Overall, TRON’s model trades off maximal decentralisation for efficiency and accessibility. The validator structure, heavy reliance on USDT, and limited DeFi ecosystem leave it open to criticism. Yet, these same features have enabled TRON to achieve what many other blockchains could not: reliable, low-cost global settlement at scale. The degree to which this trade-off is sustainable will shape TRON’s trajectory over the next phase of stablecoin adoption.

5. Strategic Positioning: Where TRON Goes Next

5.1. Expanding the Stablecoin Mix

TRON’s leadership in USDT is undisputed, but its longer-term strategy clearly involves diversification. The launch of USDD 2.0 as a decentralised, over-collateralised stablecoin marks an effort to increase ecosystem diversity. The multi-chain rollout, beginning with Ethereum integration, introduces zero-slippage swaps and staking yields up to 12% APY, creating a parallel decentralised rail (Figure 9). At the same time, USD1, backed by World Liberty Financial, has minted $53.68 million on TRON, highlighting the chain’s role as a launchpad for politically visible and niche stablecoins. Together, these initiatives position TRON as more than a single-asset settlement layer.

Figure 9: USDD’s reach and influence in crypto is growing

tron9

Source: Justin Sun’s Twitter

5.2. Scaling Through BitTorrent Chain

Scalability remains a central part of many chains’ ambitions.
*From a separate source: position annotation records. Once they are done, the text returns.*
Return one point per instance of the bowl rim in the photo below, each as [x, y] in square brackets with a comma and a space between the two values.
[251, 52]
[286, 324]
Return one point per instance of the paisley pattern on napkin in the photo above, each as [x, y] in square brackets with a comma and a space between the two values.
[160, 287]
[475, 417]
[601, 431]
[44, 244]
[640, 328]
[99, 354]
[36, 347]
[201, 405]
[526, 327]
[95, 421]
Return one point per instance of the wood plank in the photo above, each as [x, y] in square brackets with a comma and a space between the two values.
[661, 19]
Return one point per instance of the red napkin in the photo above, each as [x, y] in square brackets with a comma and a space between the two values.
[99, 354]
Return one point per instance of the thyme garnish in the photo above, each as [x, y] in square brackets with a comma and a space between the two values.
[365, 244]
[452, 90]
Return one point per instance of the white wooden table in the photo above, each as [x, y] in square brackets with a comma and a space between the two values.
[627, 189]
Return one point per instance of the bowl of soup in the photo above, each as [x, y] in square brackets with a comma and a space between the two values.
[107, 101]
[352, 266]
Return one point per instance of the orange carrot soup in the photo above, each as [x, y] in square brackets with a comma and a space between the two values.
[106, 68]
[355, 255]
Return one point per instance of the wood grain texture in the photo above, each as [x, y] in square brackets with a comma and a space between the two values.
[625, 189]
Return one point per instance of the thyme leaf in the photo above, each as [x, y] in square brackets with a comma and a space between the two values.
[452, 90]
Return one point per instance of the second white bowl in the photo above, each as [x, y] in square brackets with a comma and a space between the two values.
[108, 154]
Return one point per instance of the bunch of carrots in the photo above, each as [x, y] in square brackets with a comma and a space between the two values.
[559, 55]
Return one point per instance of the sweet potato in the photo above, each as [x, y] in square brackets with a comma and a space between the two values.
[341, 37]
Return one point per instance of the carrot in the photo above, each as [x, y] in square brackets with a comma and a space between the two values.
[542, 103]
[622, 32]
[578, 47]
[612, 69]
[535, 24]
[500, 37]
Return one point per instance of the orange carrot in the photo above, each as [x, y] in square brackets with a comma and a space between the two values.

The BitTorrent Chain (BTTC) serves as its L2 solution, supporting projects and users in DeFi, GameFi, and RWA experiments. Upgrades in 2025 have boosted throughput and reduced latency, while integrations with protocols such as LayerZero, deBridge, and Allbridge have enabled smoother multi-chain stablecoin transfers. Although BTTC does not yet match the visibility of Ethereum’s L2 ecosystem, it provides TRON with a native scaling strategy that extends beyond its base layer’s payments focus.

5.3. Real-World Assets and PayFi Integration

TRON’s next frontier is the tokenisation of real-world assets. Current bridges support tokenised equities, and early vault products suggest a pathway to programmable RWA integration with DeFi protocols like JustLend and SunSwap. Combined with PayFi applications from payroll to remittances, these assets could expand TRON’s role as a 24/7 settlement infrastructure. Subsidies from entities such as HTX, which now offers yield incentives on stablecoin deposits, reinforce this strategy by driving liquidity into the ecosystem.

5.4. Navigating Regulation and Market Entry

Regulatory dynamics present both challenges and opportunities. TRON has faced market pressure during episodes of global scrutiny on stablecoins, yet its response has been proactive. The introduction of USDD 2.0 reflects a shift toward decentralised models, while steps such as a $1 billion SEC shelf offering and a reverse merger with Nasdaq-listed Tron Inc., formerly known as SRM Entertainment, suggest ambitions to anchor TRON within US capital markets. In parallel, general MiCA compliance pathways in Europe and broader outreach across Asia and LATAM are intended to protect TRON’s role as a global settlement layer in an environment of rising regulatory oversight.

6. Final Words

TRON’s rise as the dominant settlement layer for stablecoins is one of the defining shifts in crypto infrastructure over the past five years. What began as an alternative to Ethereum for cost-sensitive transfers has grown into a global network that clears trillions annually, supports hundreds of millions of accounts, and anchors nearly $80 billion of USDT in circulation.

The metrics remain clear: TRON processes the majority of stablecoin transfers globally, often at a fraction of the cost of competitors. As stablecoins increasingly underpin both DeFi and PayFi use cases, TRON’s positioning makes it one of the most important and closely watched networks in crypto.